Fuji-San é, merecidamente, uma das montanhas mais fotografadas e admiradas do planeta. Ele ao fundo com as flores das cerejeiras, ele ao fundo com as folhas vermelhas e amarelas do outono, sempre com uma coroa de neve no cume e suas formas elegantes e perfeitas e a simetria irretocável de um cone vulcânico. De longe, uma das montanhas mais lindas da Terra. De perto, a coisa é bem diferente. Para garantir a segurança das 300.000 pessoas que sobem anualmente, foram feitas 4 rotas de subida com degraus de madeira, correntes como corrimões, dezenas de abrigos de montanha de metal parecendo containers de navios. Eles precisam ser desta forma já que ficam soterrados por metros de neve de novembro a maio. Mas o pior de tudo são os grandes muros de contenção para evitar deslizamentos a cada 50 metros. Junto com as retro escavadeiras que estavam trabalhando para fazer ainda mais muros, a cena estava longe do ambiente de montanha do qual estamos acostumados. Por mais que tentássemos “sentir” a montanha, era muito difícil entrar no clima de uma escalada, da paz que normalmente a montanha nos inspira.

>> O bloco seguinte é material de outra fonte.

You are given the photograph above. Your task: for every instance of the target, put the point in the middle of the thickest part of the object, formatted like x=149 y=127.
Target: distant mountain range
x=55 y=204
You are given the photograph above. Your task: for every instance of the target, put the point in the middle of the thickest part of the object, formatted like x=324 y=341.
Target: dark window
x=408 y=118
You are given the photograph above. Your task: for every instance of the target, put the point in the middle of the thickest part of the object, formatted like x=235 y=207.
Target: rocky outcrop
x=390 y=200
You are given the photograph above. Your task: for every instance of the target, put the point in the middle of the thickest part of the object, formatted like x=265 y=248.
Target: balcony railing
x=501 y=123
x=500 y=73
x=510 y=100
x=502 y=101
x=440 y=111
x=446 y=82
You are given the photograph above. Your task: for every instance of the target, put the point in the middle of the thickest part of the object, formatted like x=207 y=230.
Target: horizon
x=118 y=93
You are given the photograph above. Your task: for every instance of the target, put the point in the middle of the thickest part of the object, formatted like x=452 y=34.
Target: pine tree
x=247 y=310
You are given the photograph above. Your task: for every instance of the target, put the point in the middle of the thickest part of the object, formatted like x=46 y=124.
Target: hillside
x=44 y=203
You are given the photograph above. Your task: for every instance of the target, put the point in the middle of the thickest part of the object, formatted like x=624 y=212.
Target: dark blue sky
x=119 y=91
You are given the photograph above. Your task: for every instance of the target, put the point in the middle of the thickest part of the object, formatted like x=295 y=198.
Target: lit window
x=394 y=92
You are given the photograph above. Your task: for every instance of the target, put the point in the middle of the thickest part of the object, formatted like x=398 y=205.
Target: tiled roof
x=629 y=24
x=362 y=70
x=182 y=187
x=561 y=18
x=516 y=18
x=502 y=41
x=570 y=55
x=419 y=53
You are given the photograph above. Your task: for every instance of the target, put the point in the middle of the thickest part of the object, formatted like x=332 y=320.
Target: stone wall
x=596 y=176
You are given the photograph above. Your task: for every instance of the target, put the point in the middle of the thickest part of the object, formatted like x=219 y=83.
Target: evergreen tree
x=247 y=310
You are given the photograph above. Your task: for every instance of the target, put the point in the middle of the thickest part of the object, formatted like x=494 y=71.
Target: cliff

Após uma hora de subida e de termos ganhado 500 metros verticais, estávamos encharcados apesar dos Gore-tex que usávamos. O vento tinha aumentado bastante e colocamos várias camadas de roupa a mais. Com a chuva e o vento, cada um estava no seu mundo. Praticamente não conversamos a subida inteira. Desde o começo, colocamos um ritmo forte de 10 metros verticais por minuto e com rapidez fomos vencendo os infinitos ziguezagues e passando pelas estações, como são chamadas as paradas para descanso na montanha. Quando faltavam 300 metros para o cume, encontramos um indonésio parado, encharcado e tiritando fortemente de frio. Estava assustado sem saber bem o que fazer. Não tinha altímetro, não sabia quanto faltava para o cume e não tinha mais roupa para colocar. Dei a ele meu gorro e meu colete de fleece, um de meus bastões de caminhada, uma barra energética e água. Mas, mais do que isso, ele ficou muito aliviado em saber que não estava sozinho na montanha. Mais uma vez, víamos em nossa frente um manual de como fazer tudo errado em uma montanha. Sozinho, sem equipamento adequado, sem experiência. Uma simples torção de tornozelo poderia, em uma situação como esta, tornar-se fatal. E, todos os anos, algumas pessoas morrem no Fuji-San, uma montanha que, de forma alguma, deveria oferecer qualquer risco.
Continuamos a subida no ritmo dele e às 8:30 da manhã chegamos na borda da cratera, 3 horas e 20 minutos de subida, quando nas brochuras sobre a montanha se fala em 6 horas!

O vento tinha aumentado muito e em várias partes tínhamos de nos segurar nos bastões de caminhada para não sermos derrubados. As lufadas vinham fortes e de forma repentina. O cume verdadeiro era do outro lado da cratera por uma trilha que demora ao redor de uma hora para fazê-la completa, dando a volta na montanha. Ela seguia serpenteando bem exposta tendo, de um lado, a cratera e, do outro, a encosta bem inclinada. Se na trilha de subida o vento estava forte, lá no topo, sem proteção alguma, ele estava perigoso. Sem visibilidade alguma, tentamos seguir por alguns metros, mas achamos que era muito perigoso e resolvemos abortar esta última parte e descer.

Como por magia, após meia hora, as nuvens começaram a se separar e nos mostrar janelas da paisagem ao redor do Fuji-San. A montanha é cercada por cinco lindos lagos dos quais, agora, podíamos ver dois. Quanto mais descíamos, mais ampla e bonita se tornava a paisagem. Quando chegamos abaixo, a montanha toda estava visível e começamos a nos questionar se não tínhamos nos precipitado ao descer ao invés de aguardar. Mas logo vimos ameaçadoras nuvens lenticulares se formando no cume, sinal certo de ventos fortíssimos. Mais tarde, consultando novamente a previsão do tempo, confirmamos o que as nuvens já nos cantavam, que os ventos lá em cima durante a manhã tinham aumentado para ao redor de 90 km/hora. Tínhamos tomado a decisão correta...

Apesar da chuva e dos ventos fortes estávamos felizes. Tínhamos feito, nós também, a peregrinação ao Fuji-San e tínhamos ajudado uma pessoa neste processo. Agora um trek de seis dias nos esperava cruzando de oeste a leste os Alpes do Norte do Japão, descrito como o mais espetacular dos trekkings de longa duração do país.